Stifled was a possibility. Pent-up, too. Even disappointed. Mostly, though, he was tired.
The three of them were wandering around the Forest, Meiyao at the lead. The sun had only just risen. Although they’d decided to stay in the Third Ring, they didn’t know how or if they were still being tracked, so they’d taken to moving to a different location every day, just in case.
Thirteen days. That was how many days they’d spent on full alert, and with every day that an attack didn’t come, they only grew more tense. By now, Jieyuan was almost hoping it’d just happen already so they could get it over with.
They had stalled in terms of cultivation. They couldn’t risk performing the imbuing ritual, not when they needed to be ready to fight at any moment, and coming out of an imbuing session would have them out of commission for at least a little while. The most they allowed themselves was Void Communion—because the alternative was sleeping, which was even worse and more time-consuming—and even then they’d decided that only one of them would do so at a time, with the other two keeping watch.
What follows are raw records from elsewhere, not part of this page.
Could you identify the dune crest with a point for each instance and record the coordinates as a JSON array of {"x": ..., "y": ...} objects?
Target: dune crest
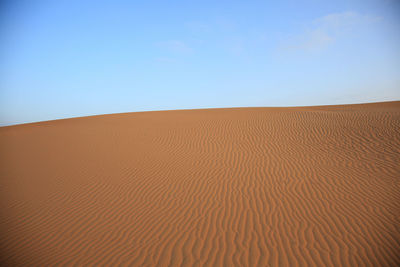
[{"x": 306, "y": 186}]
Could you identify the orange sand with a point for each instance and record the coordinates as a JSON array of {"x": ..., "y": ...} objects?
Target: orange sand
[{"x": 219, "y": 187}]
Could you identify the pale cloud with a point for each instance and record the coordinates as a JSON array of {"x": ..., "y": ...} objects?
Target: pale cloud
[
  {"x": 175, "y": 46},
  {"x": 326, "y": 30}
]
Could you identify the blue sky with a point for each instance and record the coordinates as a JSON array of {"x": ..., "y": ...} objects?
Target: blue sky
[{"x": 62, "y": 59}]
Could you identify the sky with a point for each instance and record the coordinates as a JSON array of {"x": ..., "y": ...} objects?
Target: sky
[{"x": 61, "y": 59}]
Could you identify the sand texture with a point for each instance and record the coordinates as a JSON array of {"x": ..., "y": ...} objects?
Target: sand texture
[{"x": 305, "y": 186}]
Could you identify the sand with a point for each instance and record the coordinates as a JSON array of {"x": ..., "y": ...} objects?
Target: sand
[{"x": 304, "y": 186}]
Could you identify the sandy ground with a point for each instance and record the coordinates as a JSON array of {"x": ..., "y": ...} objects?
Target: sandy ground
[{"x": 316, "y": 186}]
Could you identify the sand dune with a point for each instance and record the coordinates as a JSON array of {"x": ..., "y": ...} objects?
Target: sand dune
[{"x": 307, "y": 186}]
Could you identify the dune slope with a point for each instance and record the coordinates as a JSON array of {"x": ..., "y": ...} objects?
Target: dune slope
[{"x": 316, "y": 186}]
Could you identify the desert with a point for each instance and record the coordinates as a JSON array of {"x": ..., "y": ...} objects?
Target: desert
[{"x": 294, "y": 186}]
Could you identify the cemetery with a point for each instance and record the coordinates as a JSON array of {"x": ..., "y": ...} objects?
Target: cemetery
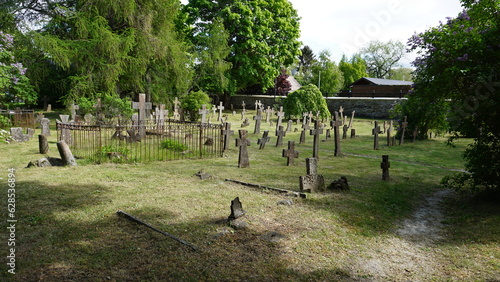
[{"x": 268, "y": 211}]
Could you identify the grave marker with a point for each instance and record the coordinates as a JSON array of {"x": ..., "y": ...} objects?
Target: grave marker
[
  {"x": 243, "y": 142},
  {"x": 290, "y": 153},
  {"x": 265, "y": 138}
]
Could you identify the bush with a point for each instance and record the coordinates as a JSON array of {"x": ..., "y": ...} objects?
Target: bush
[
  {"x": 306, "y": 99},
  {"x": 173, "y": 145},
  {"x": 192, "y": 103}
]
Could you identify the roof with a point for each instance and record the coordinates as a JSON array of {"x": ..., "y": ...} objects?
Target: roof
[
  {"x": 380, "y": 81},
  {"x": 295, "y": 84}
]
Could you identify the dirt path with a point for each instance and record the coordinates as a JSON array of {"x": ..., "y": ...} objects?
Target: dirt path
[{"x": 411, "y": 253}]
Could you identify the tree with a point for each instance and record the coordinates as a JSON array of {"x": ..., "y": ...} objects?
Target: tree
[
  {"x": 263, "y": 36},
  {"x": 327, "y": 74},
  {"x": 459, "y": 61},
  {"x": 113, "y": 47},
  {"x": 382, "y": 57},
  {"x": 306, "y": 99},
  {"x": 352, "y": 69}
]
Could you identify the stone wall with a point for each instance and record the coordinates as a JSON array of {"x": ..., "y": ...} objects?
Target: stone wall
[{"x": 364, "y": 107}]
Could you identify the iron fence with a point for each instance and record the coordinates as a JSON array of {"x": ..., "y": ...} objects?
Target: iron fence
[{"x": 143, "y": 142}]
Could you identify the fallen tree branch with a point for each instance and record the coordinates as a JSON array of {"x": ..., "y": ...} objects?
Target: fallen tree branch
[
  {"x": 302, "y": 195},
  {"x": 136, "y": 220}
]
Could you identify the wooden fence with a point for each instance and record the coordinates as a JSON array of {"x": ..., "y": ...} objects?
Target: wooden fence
[{"x": 148, "y": 141}]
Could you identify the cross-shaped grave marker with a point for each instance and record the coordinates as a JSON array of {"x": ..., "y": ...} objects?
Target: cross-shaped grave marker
[
  {"x": 404, "y": 124},
  {"x": 336, "y": 123},
  {"x": 257, "y": 119},
  {"x": 375, "y": 133},
  {"x": 203, "y": 112},
  {"x": 280, "y": 133},
  {"x": 243, "y": 142},
  {"x": 317, "y": 131},
  {"x": 265, "y": 138},
  {"x": 290, "y": 153},
  {"x": 227, "y": 132},
  {"x": 220, "y": 108}
]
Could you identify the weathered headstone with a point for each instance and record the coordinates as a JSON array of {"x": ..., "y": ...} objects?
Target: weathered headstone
[
  {"x": 265, "y": 138},
  {"x": 45, "y": 122},
  {"x": 290, "y": 153},
  {"x": 236, "y": 209},
  {"x": 336, "y": 123},
  {"x": 404, "y": 124},
  {"x": 227, "y": 132},
  {"x": 220, "y": 108},
  {"x": 375, "y": 133},
  {"x": 257, "y": 119},
  {"x": 317, "y": 131},
  {"x": 203, "y": 112},
  {"x": 280, "y": 133},
  {"x": 243, "y": 142},
  {"x": 385, "y": 165},
  {"x": 312, "y": 182}
]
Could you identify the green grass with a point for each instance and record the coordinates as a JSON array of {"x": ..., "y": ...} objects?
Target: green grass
[{"x": 68, "y": 228}]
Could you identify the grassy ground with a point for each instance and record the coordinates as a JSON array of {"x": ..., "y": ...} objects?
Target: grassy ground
[{"x": 68, "y": 228}]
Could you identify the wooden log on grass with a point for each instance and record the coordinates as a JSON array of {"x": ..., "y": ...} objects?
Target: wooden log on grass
[{"x": 136, "y": 220}]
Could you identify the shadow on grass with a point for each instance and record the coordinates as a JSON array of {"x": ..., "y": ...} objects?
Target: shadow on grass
[{"x": 73, "y": 233}]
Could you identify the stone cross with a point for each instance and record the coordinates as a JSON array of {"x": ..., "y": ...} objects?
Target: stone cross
[
  {"x": 289, "y": 126},
  {"x": 385, "y": 165},
  {"x": 375, "y": 132},
  {"x": 312, "y": 182},
  {"x": 317, "y": 131},
  {"x": 220, "y": 108},
  {"x": 44, "y": 122},
  {"x": 268, "y": 113},
  {"x": 280, "y": 133},
  {"x": 336, "y": 123},
  {"x": 73, "y": 109},
  {"x": 142, "y": 106},
  {"x": 389, "y": 132},
  {"x": 243, "y": 142},
  {"x": 265, "y": 138},
  {"x": 404, "y": 124},
  {"x": 227, "y": 132},
  {"x": 257, "y": 119},
  {"x": 203, "y": 112},
  {"x": 280, "y": 115},
  {"x": 291, "y": 153}
]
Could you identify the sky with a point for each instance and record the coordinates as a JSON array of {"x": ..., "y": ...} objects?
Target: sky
[{"x": 344, "y": 27}]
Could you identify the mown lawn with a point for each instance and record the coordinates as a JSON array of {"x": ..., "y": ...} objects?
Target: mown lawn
[{"x": 68, "y": 229}]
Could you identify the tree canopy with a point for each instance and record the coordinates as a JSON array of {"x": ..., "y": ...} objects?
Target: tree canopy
[{"x": 263, "y": 37}]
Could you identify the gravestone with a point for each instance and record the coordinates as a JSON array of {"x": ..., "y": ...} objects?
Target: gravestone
[
  {"x": 290, "y": 153},
  {"x": 289, "y": 126},
  {"x": 236, "y": 209},
  {"x": 265, "y": 138},
  {"x": 203, "y": 112},
  {"x": 375, "y": 133},
  {"x": 404, "y": 124},
  {"x": 317, "y": 131},
  {"x": 280, "y": 115},
  {"x": 220, "y": 108},
  {"x": 385, "y": 165},
  {"x": 280, "y": 133},
  {"x": 389, "y": 132},
  {"x": 257, "y": 119},
  {"x": 312, "y": 182},
  {"x": 242, "y": 143},
  {"x": 336, "y": 123},
  {"x": 227, "y": 132},
  {"x": 45, "y": 122}
]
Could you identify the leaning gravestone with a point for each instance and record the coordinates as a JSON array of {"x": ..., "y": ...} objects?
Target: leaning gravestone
[
  {"x": 44, "y": 122},
  {"x": 312, "y": 182},
  {"x": 243, "y": 142}
]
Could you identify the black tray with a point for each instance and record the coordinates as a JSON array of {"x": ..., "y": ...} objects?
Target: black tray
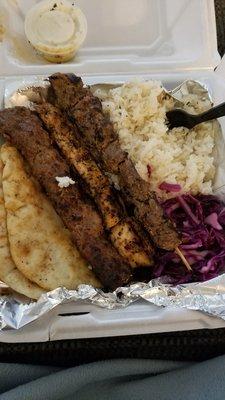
[{"x": 187, "y": 346}]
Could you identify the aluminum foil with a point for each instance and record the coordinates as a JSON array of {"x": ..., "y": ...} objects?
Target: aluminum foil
[{"x": 209, "y": 297}]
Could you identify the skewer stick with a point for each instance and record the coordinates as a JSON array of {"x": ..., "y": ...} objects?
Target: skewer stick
[{"x": 180, "y": 254}]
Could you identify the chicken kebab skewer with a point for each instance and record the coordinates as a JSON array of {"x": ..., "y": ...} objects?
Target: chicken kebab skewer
[
  {"x": 97, "y": 132},
  {"x": 120, "y": 227},
  {"x": 23, "y": 129}
]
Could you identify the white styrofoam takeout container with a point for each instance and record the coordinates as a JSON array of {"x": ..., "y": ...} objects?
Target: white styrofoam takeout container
[{"x": 169, "y": 40}]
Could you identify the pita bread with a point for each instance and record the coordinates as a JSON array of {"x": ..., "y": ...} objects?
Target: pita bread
[
  {"x": 40, "y": 245},
  {"x": 8, "y": 271}
]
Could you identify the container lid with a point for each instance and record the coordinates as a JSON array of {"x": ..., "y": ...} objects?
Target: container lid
[{"x": 125, "y": 36}]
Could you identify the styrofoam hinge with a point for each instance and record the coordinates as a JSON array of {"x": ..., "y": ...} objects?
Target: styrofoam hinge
[{"x": 221, "y": 67}]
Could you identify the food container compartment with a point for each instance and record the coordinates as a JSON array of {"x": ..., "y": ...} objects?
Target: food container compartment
[{"x": 170, "y": 52}]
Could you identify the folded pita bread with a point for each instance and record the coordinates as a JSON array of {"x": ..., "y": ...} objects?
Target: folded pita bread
[
  {"x": 40, "y": 246},
  {"x": 8, "y": 271}
]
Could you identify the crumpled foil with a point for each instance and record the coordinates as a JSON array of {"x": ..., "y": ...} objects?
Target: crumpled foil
[{"x": 209, "y": 297}]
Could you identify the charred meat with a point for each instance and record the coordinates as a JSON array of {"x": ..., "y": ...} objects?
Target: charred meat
[
  {"x": 121, "y": 232},
  {"x": 22, "y": 128},
  {"x": 98, "y": 133}
]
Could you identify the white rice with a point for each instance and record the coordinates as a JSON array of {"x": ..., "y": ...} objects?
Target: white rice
[{"x": 138, "y": 111}]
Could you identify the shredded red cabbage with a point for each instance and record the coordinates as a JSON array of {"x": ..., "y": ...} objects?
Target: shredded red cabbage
[
  {"x": 201, "y": 222},
  {"x": 170, "y": 187}
]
By the Heavens, Jieyuan almost missed the First Pain.
So when Meiyao suddenly stopped—somehow, she always sensed things way ahead of him—and put up her saber, what he’d felt was a surge of apprehension, but also excitement. Meiyao wouldn’t have reacted like this toward a third-sign beast now, or even a fourth-sign one. They’d hunted a bit of those while wandering around, and with the chromal gears they now had it’d barely taken a moment.
But then confusion took over when a man in citrine robes, followed by two in orange robes, stepped out from among the trees.
Not one of them wore a lightcoat—they were all disciples—and the man at the lead had a white blindfold over his face.
He’d been expecting a tenth-sign redsoul. An inner elder. Maybe even a protector. More than one of them, even.
Instead, he’d gotten Qingshi and two inner disciples. All of which should be at fifth-sign Redsoul, at most sixth-sign. And if he wasn’t sure how he felt about the lack of an attack before, he was even less sure what he felt about this new situation.
Mostly, though, he’d say he was confused, because this made no sense at all.